Pai e filha chegam ao casebre através dos campos e reúnem-se ao dono da propriedade, que aparentemente os contratou para tornarem a habitação decente para venda. Pai e filha deitam-se em sofás poeirentos, protegidos por mantas, para passarem a noite, e Laura ouve barulho no andar de cima, que o proprietário os alertou que não pisassem. Convence o pai a ir espreitar e este, dois ruídos secos mais tarde, aparece morto e amarrado. Há mais alguém na casa.
Esquizofrénico e absurdo, A Casa Muda decepciona, especialmente, pelo desplante de desafiar a lógica a cada compartimento do imóvel e, no final, propor-se, sem mais, resgatá-la. Uma vez que o casebre não dispõe de electricidade, a jovem orienta-se com o auxílio de uma candeia, o que permite inegáveis jogos de sombras e desfocados, garantindo uma atmosfera tensa, mas raramente inquietante. Isto porque as acções da franzina adolescente são incoerentes: face à proximidade de alguém ou algo que lhe dominou o pai em segundos, o amarrou e esfaqueou, ela não foge para fora da casa, antes a percorrendo muito devagar, inspeccionando atentamente o mobiliário e as peças decorativas cheias de pó, de costas voltadas para as portas, como se inventariasse o cenário, abstraída do perigo.
O aspecto virginal e indefeso da estreante Florencia Colucci, a protagonista, permite que o subterfúgio narrativo seja autorizado durante mais tempo que o previsto, mas até este discreto voyeurismo tem limites. Mesmo depois de ver que há um adulto com uma faca a persegui-la na casa, a jovem não se coíbe de caminhar arqueada, a observar o bric-a-brac, o que faz durante três quartos de película digital. No final, uma pseudo-explicação, de difícil deglutição, para os eventos, deixando inúmeras pontas soltas e corrompendo a ideia, pelo menos original, de deixar as imagens falarem por si.

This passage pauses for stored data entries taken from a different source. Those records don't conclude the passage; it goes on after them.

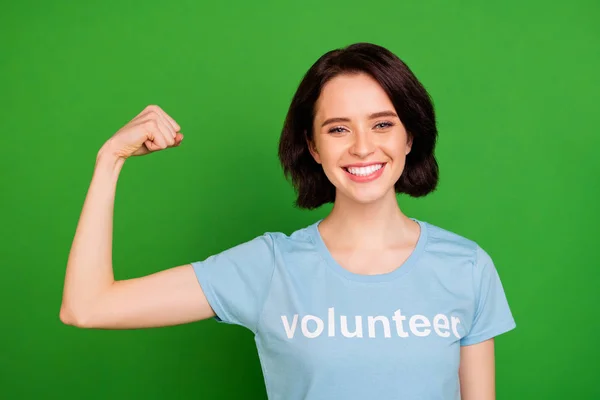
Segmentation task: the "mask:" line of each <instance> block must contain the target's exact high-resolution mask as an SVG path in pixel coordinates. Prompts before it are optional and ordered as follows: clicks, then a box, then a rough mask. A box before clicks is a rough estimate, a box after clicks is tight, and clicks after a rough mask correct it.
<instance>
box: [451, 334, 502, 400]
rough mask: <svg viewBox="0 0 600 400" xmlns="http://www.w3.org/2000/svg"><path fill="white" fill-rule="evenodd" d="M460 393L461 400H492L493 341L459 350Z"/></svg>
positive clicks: (492, 391) (481, 342)
mask: <svg viewBox="0 0 600 400" xmlns="http://www.w3.org/2000/svg"><path fill="white" fill-rule="evenodd" d="M459 376H460V392H461V398H462V399H463V400H494V399H495V398H496V388H495V385H496V383H495V363H494V339H493V338H492V339H488V340H486V341H483V342H481V343H477V344H473V345H469V346H462V347H461V348H460V368H459Z"/></svg>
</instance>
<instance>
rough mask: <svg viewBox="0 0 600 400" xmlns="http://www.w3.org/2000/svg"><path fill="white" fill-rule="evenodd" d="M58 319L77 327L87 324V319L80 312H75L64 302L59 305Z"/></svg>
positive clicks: (66, 323)
mask: <svg viewBox="0 0 600 400" xmlns="http://www.w3.org/2000/svg"><path fill="white" fill-rule="evenodd" d="M59 318H60V321H61V322H62V323H63V324H65V325H69V326H75V327H77V328H88V327H89V324H88V322H87V319H86V318H85V317H84V316H83V315H82V313H75V312H74V311H73V309H72V308H71V307H68V306H67V305H65V304H64V303H63V304H62V305H61V307H60V314H59Z"/></svg>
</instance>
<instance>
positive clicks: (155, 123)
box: [144, 119, 158, 131]
mask: <svg viewBox="0 0 600 400" xmlns="http://www.w3.org/2000/svg"><path fill="white" fill-rule="evenodd" d="M144 127H146V129H150V130H152V131H158V122H156V120H155V119H149V120H147V121H146V122H144Z"/></svg>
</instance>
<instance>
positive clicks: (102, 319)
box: [60, 108, 214, 329]
mask: <svg viewBox="0 0 600 400" xmlns="http://www.w3.org/2000/svg"><path fill="white" fill-rule="evenodd" d="M148 110H149V111H148ZM159 112H161V110H160V109H155V108H149V109H146V110H144V113H142V114H140V116H138V118H139V119H138V120H137V121H136V119H134V120H132V122H130V124H131V126H129V127H127V126H126V127H125V128H127V129H125V128H124V133H117V134H116V135H115V137H116V139H115V140H112V141H111V142H110V143H109V142H107V144H106V145H105V146H103V147H102V149H101V150H100V151H99V152H98V157H97V160H96V166H95V169H94V174H93V177H92V181H91V183H90V186H89V189H88V193H87V196H86V199H85V202H84V206H83V210H82V212H81V216H80V219H79V222H78V225H77V229H76V232H75V237H74V239H73V244H72V246H71V251H70V254H69V259H68V262H67V269H66V274H65V282H64V289H63V299H62V304H61V308H60V319H61V321H62V322H64V323H65V324H68V325H74V326H78V327H85V328H102V329H133V328H146V327H157V326H167V325H177V324H182V323H187V322H192V321H197V320H201V319H206V318H209V317H212V316H214V312H213V310H212V308H211V307H210V306H209V304H208V302H207V300H206V297H205V296H204V293H203V292H202V289H201V287H200V285H199V284H198V281H197V279H196V277H195V274H194V271H193V269H192V266H191V265H190V264H186V265H181V266H177V267H173V268H170V269H166V270H164V271H161V272H157V273H154V274H151V275H148V276H144V277H139V278H135V279H128V280H121V281H115V280H114V274H113V267H112V238H113V210H114V199H115V192H116V187H117V180H118V177H119V174H120V171H121V168H122V166H123V164H124V162H125V159H126V158H127V156H129V155H130V154H127V156H123V154H121V153H120V151H121V150H122V149H123V145H122V143H121V142H123V139H126V140H125V141H126V142H127V140H129V142H127V143H126V144H127V145H128V146H130V147H129V148H127V149H126V150H127V151H130V152H131V153H134V152H135V151H137V152H138V154H134V155H142V154H147V152H148V148H150V149H152V146H153V144H152V143H149V144H148V146H147V147H144V150H141V151H140V148H141V147H140V146H142V145H143V144H144V142H147V141H148V140H151V141H153V143H155V144H156V146H158V147H157V148H156V149H155V150H158V149H159V148H160V149H164V148H167V147H169V146H177V145H179V143H180V142H181V136H177V135H180V134H176V135H173V134H172V131H170V130H167V129H165V122H164V121H165V120H166V118H165V117H164V116H162V115H161V116H160V117H161V118H163V120H162V123H161V124H157V123H155V122H151V123H146V122H145V121H147V120H151V119H152V118H158V117H157V115H158V114H157V113H159ZM170 121H172V120H170ZM170 124H171V126H176V127H177V130H178V125H177V124H176V123H174V121H173V122H170ZM157 127H158V128H157ZM159 128H160V129H159ZM146 130H149V131H152V130H157V131H156V132H146ZM159 131H160V132H159ZM140 132H146V133H143V135H147V136H143V135H142V133H140ZM133 134H137V135H138V136H139V137H137V140H138V142H139V146H137V145H135V146H134V145H132V144H131V143H134V144H135V143H137V142H135V141H132V140H130V139H131V138H130V137H128V136H127V135H129V136H134V135H133ZM119 135H120V136H119ZM140 135H142V136H140ZM159 135H162V136H160V137H159ZM166 135H172V136H171V137H170V138H166V139H165V138H164V136H166ZM148 137H149V138H150V139H148ZM140 138H141V139H140ZM140 140H141V141H140ZM119 143H120V144H119ZM136 146H137V147H136ZM131 149H133V150H131ZM142 151H143V153H142Z"/></svg>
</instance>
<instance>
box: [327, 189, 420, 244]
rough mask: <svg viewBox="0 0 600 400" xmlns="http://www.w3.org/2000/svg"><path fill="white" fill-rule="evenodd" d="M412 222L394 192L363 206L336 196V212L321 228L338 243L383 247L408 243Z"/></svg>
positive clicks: (332, 213) (335, 205)
mask: <svg viewBox="0 0 600 400" xmlns="http://www.w3.org/2000/svg"><path fill="white" fill-rule="evenodd" d="M411 224H412V221H410V219H409V218H408V217H406V216H405V215H404V214H403V213H402V211H401V210H400V207H399V206H398V202H397V200H396V194H395V192H394V191H393V190H392V191H390V192H389V193H388V194H387V195H386V196H384V197H383V198H381V199H380V200H378V201H376V202H372V203H367V204H361V203H356V202H355V201H352V200H351V199H349V198H347V197H345V196H341V195H338V196H336V200H335V203H334V205H333V209H332V210H331V212H330V213H329V215H328V216H327V217H326V218H325V219H324V220H323V221H322V222H321V224H320V227H319V229H320V230H321V231H322V232H327V233H330V235H328V237H329V238H334V239H333V240H335V242H336V244H338V245H339V246H343V247H353V248H382V247H388V246H393V245H394V244H396V243H398V242H402V241H404V240H405V236H407V234H408V231H409V229H410V226H411Z"/></svg>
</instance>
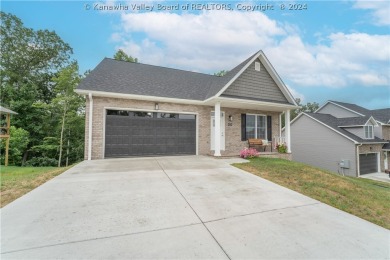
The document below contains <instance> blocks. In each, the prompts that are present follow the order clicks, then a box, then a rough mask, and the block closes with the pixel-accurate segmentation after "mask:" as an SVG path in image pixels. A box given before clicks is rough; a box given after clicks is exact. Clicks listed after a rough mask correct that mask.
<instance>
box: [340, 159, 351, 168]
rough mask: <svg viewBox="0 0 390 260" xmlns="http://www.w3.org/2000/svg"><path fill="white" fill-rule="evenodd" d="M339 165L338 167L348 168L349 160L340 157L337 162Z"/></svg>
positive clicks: (348, 166) (349, 164)
mask: <svg viewBox="0 0 390 260" xmlns="http://www.w3.org/2000/svg"><path fill="white" fill-rule="evenodd" d="M339 166H340V168H344V169H349V168H350V167H351V161H350V160H345V159H342V160H341V161H340V162H339Z"/></svg>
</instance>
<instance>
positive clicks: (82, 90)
mask: <svg viewBox="0 0 390 260" xmlns="http://www.w3.org/2000/svg"><path fill="white" fill-rule="evenodd" d="M75 92H76V93H78V94H80V95H88V93H92V95H93V96H94V97H112V98H121V99H136V100H145V101H155V102H167V103H180V104H194V105H203V104H204V101H201V100H192V99H180V98H168V97H156V96H144V95H133V94H121V93H113V92H106V91H91V90H84V89H76V90H75Z"/></svg>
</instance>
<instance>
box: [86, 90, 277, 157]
mask: <svg viewBox="0 0 390 260" xmlns="http://www.w3.org/2000/svg"><path fill="white" fill-rule="evenodd" d="M86 101H87V102H86V116H85V120H86V124H85V159H87V158H88V127H89V126H88V120H89V100H88V98H86ZM154 105H155V102H151V101H142V100H131V99H118V98H108V97H93V123H92V156H91V157H92V159H103V158H104V128H105V127H104V124H105V108H111V109H114V108H117V109H128V110H131V109H140V110H145V111H154ZM159 110H160V111H166V112H177V113H180V112H187V113H194V114H197V120H198V153H199V155H208V154H214V152H213V151H211V150H210V128H211V121H210V120H211V112H212V111H213V110H214V107H213V106H200V105H187V104H177V103H164V102H159ZM221 111H223V112H225V148H226V149H225V151H221V154H222V155H223V156H226V155H238V154H239V152H240V150H241V149H243V148H244V147H246V146H247V142H246V141H241V114H242V113H251V114H263V115H269V116H272V136H278V135H279V129H280V126H279V113H278V112H267V111H259V110H241V109H236V108H225V107H223V105H221ZM229 115H231V116H232V117H233V120H232V122H229V120H228V117H229ZM230 124H231V125H230Z"/></svg>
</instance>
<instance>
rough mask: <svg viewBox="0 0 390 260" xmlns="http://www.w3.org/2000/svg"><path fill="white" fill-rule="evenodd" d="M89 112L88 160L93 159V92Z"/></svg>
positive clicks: (89, 108) (90, 96)
mask: <svg viewBox="0 0 390 260" xmlns="http://www.w3.org/2000/svg"><path fill="white" fill-rule="evenodd" d="M88 99H89V113H88V115H89V116H88V117H89V118H88V161H90V160H91V159H92V114H93V99H92V93H89V94H88Z"/></svg>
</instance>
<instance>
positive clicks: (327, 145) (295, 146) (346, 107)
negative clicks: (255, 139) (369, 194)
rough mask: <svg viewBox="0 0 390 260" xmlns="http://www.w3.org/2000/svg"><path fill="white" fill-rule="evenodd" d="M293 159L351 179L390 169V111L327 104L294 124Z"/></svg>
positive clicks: (328, 102) (292, 125) (351, 104)
mask: <svg viewBox="0 0 390 260" xmlns="http://www.w3.org/2000/svg"><path fill="white" fill-rule="evenodd" d="M291 140H292V141H291V147H292V149H293V150H294V156H293V159H294V160H295V161H300V162H304V163H307V164H310V165H314V166H317V167H320V168H324V169H328V170H330V171H333V172H339V173H344V174H345V175H348V176H354V177H359V176H360V175H363V174H367V173H373V172H381V171H382V172H383V171H384V170H385V169H389V159H388V157H389V151H390V143H389V140H390V108H385V109H375V110H369V109H366V108H363V107H360V106H358V105H355V104H348V103H343V102H337V101H328V102H326V103H325V104H324V105H323V106H321V107H320V108H319V109H318V110H317V111H316V112H315V113H301V114H300V115H299V116H298V117H297V118H295V119H294V120H293V121H292V122H291Z"/></svg>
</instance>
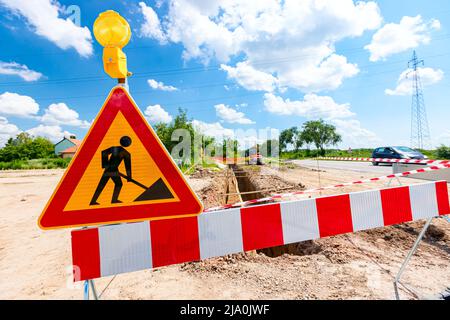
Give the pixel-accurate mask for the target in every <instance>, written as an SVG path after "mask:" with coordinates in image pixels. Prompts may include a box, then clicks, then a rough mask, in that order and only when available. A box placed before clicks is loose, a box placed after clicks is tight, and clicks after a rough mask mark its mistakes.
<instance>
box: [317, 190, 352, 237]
mask: <svg viewBox="0 0 450 320" xmlns="http://www.w3.org/2000/svg"><path fill="white" fill-rule="evenodd" d="M316 207H317V217H318V220H319V231H320V236H321V237H328V236H334V235H337V234H341V233H348V232H353V223H352V212H351V207H350V197H349V195H348V194H345V195H340V196H334V197H326V198H318V199H316Z"/></svg>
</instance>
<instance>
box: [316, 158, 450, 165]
mask: <svg viewBox="0 0 450 320" xmlns="http://www.w3.org/2000/svg"><path fill="white" fill-rule="evenodd" d="M317 159H318V160H332V161H364V162H383V163H411V164H438V165H439V164H450V160H431V159H428V160H417V159H386V158H345V157H320V158H317Z"/></svg>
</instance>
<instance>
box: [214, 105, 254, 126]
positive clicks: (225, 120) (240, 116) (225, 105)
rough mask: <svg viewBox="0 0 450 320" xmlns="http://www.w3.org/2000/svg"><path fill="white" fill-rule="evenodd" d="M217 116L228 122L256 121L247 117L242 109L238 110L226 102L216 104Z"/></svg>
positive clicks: (253, 122)
mask: <svg viewBox="0 0 450 320" xmlns="http://www.w3.org/2000/svg"><path fill="white" fill-rule="evenodd" d="M214 108H215V109H216V114H217V116H218V117H219V118H220V119H222V120H223V121H225V122H228V123H239V124H253V123H254V122H253V121H252V120H250V119H248V118H246V117H245V114H244V113H243V112H240V111H236V110H235V109H233V108H230V107H228V106H226V105H224V104H218V105H215V106H214Z"/></svg>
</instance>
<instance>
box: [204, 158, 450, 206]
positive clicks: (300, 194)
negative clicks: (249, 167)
mask: <svg viewBox="0 0 450 320" xmlns="http://www.w3.org/2000/svg"><path fill="white" fill-rule="evenodd" d="M448 168H450V164H441V165H435V166H431V167H425V168H420V169H416V170H411V171H405V172H399V173H394V174H389V175H386V176H381V177H376V178H369V179H364V180H357V181H352V182H345V183H340V184H335V185H333V186H326V187H321V188H314V189H308V190H302V191H294V192H287V193H280V194H275V195H272V196H269V197H265V198H260V199H253V200H247V201H242V202H236V203H233V204H226V205H223V206H217V207H212V208H208V209H205V210H204V212H210V211H216V210H222V209H229V208H237V207H244V206H248V205H252V204H256V203H263V202H270V201H275V200H278V199H282V198H289V197H293V196H297V195H301V194H308V193H316V192H320V191H324V190H330V189H336V188H343V187H348V186H352V185H355V184H363V183H369V182H374V181H381V180H387V179H393V178H400V177H406V176H410V175H414V174H418V173H423V172H429V171H436V170H440V169H448Z"/></svg>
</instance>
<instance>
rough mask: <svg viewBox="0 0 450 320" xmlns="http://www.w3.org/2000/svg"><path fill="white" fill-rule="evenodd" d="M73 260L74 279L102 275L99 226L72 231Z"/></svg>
mask: <svg viewBox="0 0 450 320" xmlns="http://www.w3.org/2000/svg"><path fill="white" fill-rule="evenodd" d="M72 261H73V262H72V264H73V266H74V270H73V276H74V281H81V280H88V279H94V278H99V277H100V276H101V274H100V245H99V241H98V229H97V228H95V229H84V230H83V229H81V230H74V231H72Z"/></svg>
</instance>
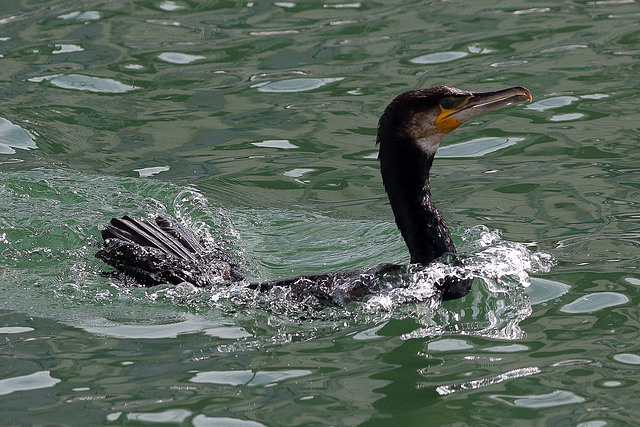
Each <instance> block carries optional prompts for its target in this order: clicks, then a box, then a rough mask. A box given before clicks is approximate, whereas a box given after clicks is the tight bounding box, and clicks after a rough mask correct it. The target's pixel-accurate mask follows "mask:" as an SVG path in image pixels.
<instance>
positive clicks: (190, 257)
mask: <svg viewBox="0 0 640 427" xmlns="http://www.w3.org/2000/svg"><path fill="white" fill-rule="evenodd" d="M526 100H529V101H530V100H531V94H530V92H529V91H528V90H527V89H525V88H523V87H512V88H509V89H504V90H500V91H495V92H466V91H462V90H460V89H456V88H451V87H447V86H436V87H433V88H430V89H422V90H414V91H409V92H405V93H403V94H401V95H399V96H397V97H396V98H395V99H394V100H393V101H392V102H391V103H390V104H389V105H388V106H387V108H386V109H385V111H384V113H383V114H382V116H381V118H380V121H379V123H378V137H377V144H378V145H379V146H380V151H379V155H378V158H379V160H380V170H381V174H382V181H383V184H384V187H385V190H386V192H387V195H388V197H389V202H390V204H391V208H392V210H393V214H394V217H395V220H396V225H397V226H398V228H399V229H400V232H401V234H402V237H403V239H404V241H405V243H406V245H407V248H408V249H409V254H410V256H411V263H412V264H421V265H427V264H429V263H431V262H433V261H434V260H436V259H438V258H440V257H442V256H443V255H445V254H447V253H449V254H455V253H456V249H455V246H454V244H453V241H452V239H451V233H450V232H449V229H448V228H447V226H446V224H445V221H444V219H443V218H442V216H441V215H440V213H439V212H438V209H437V208H436V206H435V204H434V202H433V200H432V198H431V187H430V181H429V172H430V170H431V166H432V164H433V159H434V156H435V154H436V152H437V150H438V147H439V144H440V141H442V139H443V138H444V136H445V135H446V134H448V133H449V132H451V131H452V130H454V129H455V128H456V127H458V126H459V125H461V124H462V123H464V122H465V121H466V120H468V119H469V118H471V117H475V116H476V115H478V114H481V113H483V112H485V111H490V110H494V109H497V108H500V107H502V106H505V105H509V104H512V103H516V102H521V101H526ZM102 236H103V238H104V243H103V245H102V248H101V249H100V250H99V251H98V252H97V253H96V256H97V257H98V258H100V259H102V260H104V261H105V262H106V263H108V264H109V265H111V266H113V267H115V268H116V269H117V270H118V271H120V272H121V273H123V274H124V275H125V277H131V278H133V279H134V281H135V282H136V283H137V284H138V285H143V286H150V285H156V284H159V283H174V284H179V283H182V282H189V283H192V284H194V285H195V286H200V287H207V286H220V285H225V284H230V283H237V282H243V281H246V276H245V275H244V273H243V272H242V270H241V268H240V266H239V265H238V263H237V261H235V260H234V259H233V257H231V256H230V255H229V254H228V253H227V252H226V251H225V250H224V249H222V248H211V249H209V248H206V247H205V246H203V245H202V243H201V242H200V241H199V239H198V238H197V237H196V235H195V234H194V233H193V232H192V231H191V230H188V229H186V228H185V227H184V226H182V225H180V224H179V223H178V222H177V221H175V220H173V219H171V218H166V217H157V218H155V220H154V221H149V220H147V219H143V218H134V217H130V216H125V217H123V218H114V219H112V221H111V225H109V226H107V227H106V228H105V229H104V230H102ZM454 262H459V261H455V258H454ZM402 271H403V269H402V268H401V266H397V265H393V264H381V265H379V266H377V267H374V268H369V269H358V270H349V271H338V272H332V273H327V274H319V275H310V276H298V277H293V278H288V279H279V280H274V281H268V282H263V283H251V284H248V285H247V286H248V287H249V288H252V289H256V290H260V291H270V290H273V289H280V288H284V289H287V290H288V291H289V296H290V297H291V298H292V299H294V300H297V301H303V302H305V303H308V304H311V305H315V306H318V307H326V306H329V305H345V304H348V303H350V302H353V301H361V300H362V299H363V298H364V297H365V296H366V295H369V294H372V293H376V292H379V291H381V287H385V286H386V285H385V284H387V285H389V286H393V285H394V282H397V280H394V277H395V278H397V277H398V276H399V275H400V274H401V272H402ZM472 281H473V279H472V278H468V277H467V278H459V277H455V276H446V277H444V278H443V279H442V280H440V281H439V282H438V283H435V284H434V285H435V286H434V287H435V290H436V295H437V298H440V299H443V300H447V299H453V298H460V297H462V296H464V295H466V294H467V293H468V292H469V289H470V287H471V283H472Z"/></svg>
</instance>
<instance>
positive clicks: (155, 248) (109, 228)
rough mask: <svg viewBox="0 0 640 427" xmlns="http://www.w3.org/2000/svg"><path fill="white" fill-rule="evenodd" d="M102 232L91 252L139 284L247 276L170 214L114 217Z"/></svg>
mask: <svg viewBox="0 0 640 427" xmlns="http://www.w3.org/2000/svg"><path fill="white" fill-rule="evenodd" d="M102 237H103V238H104V243H103V245H102V248H101V249H100V250H99V251H98V252H97V253H96V257H98V258H100V259H101V260H103V261H105V262H106V263H107V264H109V265H111V266H112V267H115V268H116V269H118V270H119V271H120V272H122V273H124V275H125V276H129V277H132V278H134V279H135V280H136V281H137V282H138V284H140V285H143V286H153V285H157V284H159V283H173V284H178V283H181V282H189V283H192V284H194V285H196V286H199V287H205V286H211V285H216V284H228V283H235V282H239V281H243V280H245V279H246V276H245V275H244V273H243V272H242V269H241V268H240V266H239V265H238V263H237V262H236V261H235V260H234V259H233V258H232V257H231V256H230V255H229V253H228V252H227V251H226V250H224V249H223V248H220V247H215V248H206V247H205V246H204V245H203V244H202V243H201V242H200V240H199V239H198V237H197V236H196V234H195V233H194V232H193V231H191V230H189V229H188V228H186V227H184V226H182V225H180V224H179V223H178V222H177V221H176V220H174V219H172V218H167V217H157V218H155V220H154V221H149V220H147V219H144V218H136V217H131V216H124V217H122V218H113V219H112V220H111V225H108V226H107V227H105V228H104V229H103V230H102Z"/></svg>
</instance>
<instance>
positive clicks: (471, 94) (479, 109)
mask: <svg viewBox="0 0 640 427" xmlns="http://www.w3.org/2000/svg"><path fill="white" fill-rule="evenodd" d="M531 100H532V97H531V92H529V90H527V89H526V88H524V87H521V86H515V87H510V88H508V89H503V90H498V91H495V92H472V93H471V95H469V96H466V97H464V98H461V99H457V100H455V102H454V104H453V105H452V106H451V108H444V107H443V106H442V105H440V110H441V111H440V114H439V115H438V117H437V118H436V120H435V122H434V123H435V125H436V126H437V127H438V130H439V131H440V133H442V134H447V133H449V132H451V131H452V130H454V129H455V128H457V127H458V126H460V125H461V124H462V123H464V122H466V121H467V120H469V119H470V118H472V117H475V116H477V115H478V114H482V113H484V112H486V111H491V110H497V109H498V108H501V107H504V106H506V105H510V104H515V103H517V102H522V101H531Z"/></svg>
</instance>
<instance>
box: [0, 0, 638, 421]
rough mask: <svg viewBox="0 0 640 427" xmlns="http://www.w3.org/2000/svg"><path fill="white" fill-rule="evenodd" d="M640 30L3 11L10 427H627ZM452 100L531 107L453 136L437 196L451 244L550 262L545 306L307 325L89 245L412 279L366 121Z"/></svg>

A Casa Muda é um artifício baratucho, que inquina pela inconsistência da trama. A técnica da câmara subjectiva, ou câmara ao ombro, já foi iniciada há 12 anos, por Blair Witch Project (1999) e teve apogeu em Cloverfield e Rec (ambos de 2007). Nada de novo.Actividade Paranormal (2009) também exorcizou uma casa assombrada com câmaras digitais. Babysitter Wanted (2008) joga muito melhor o gato-e-rato entre vítima e carrasco. Ainda assim, a dupla Chris Kentis e Laura Lau, respectivamente o realizador e a produtora de Open Water (um filme caseiro onde um casal ficava á deriva num mar infestado de tubarões, de 2003), têm já um remakeà consideração do público.
Fica, então, o ardil pelo pormenor técnico, ainda que seja duvidoso afirmar que a filmagem não teve cortes, quando há duas ou três cenas de completa escuridão e ainda uma exposição em powerpointcom polaroids e frases esclarecedoras para os mais intelectualmente debilitados, antes do epílogo.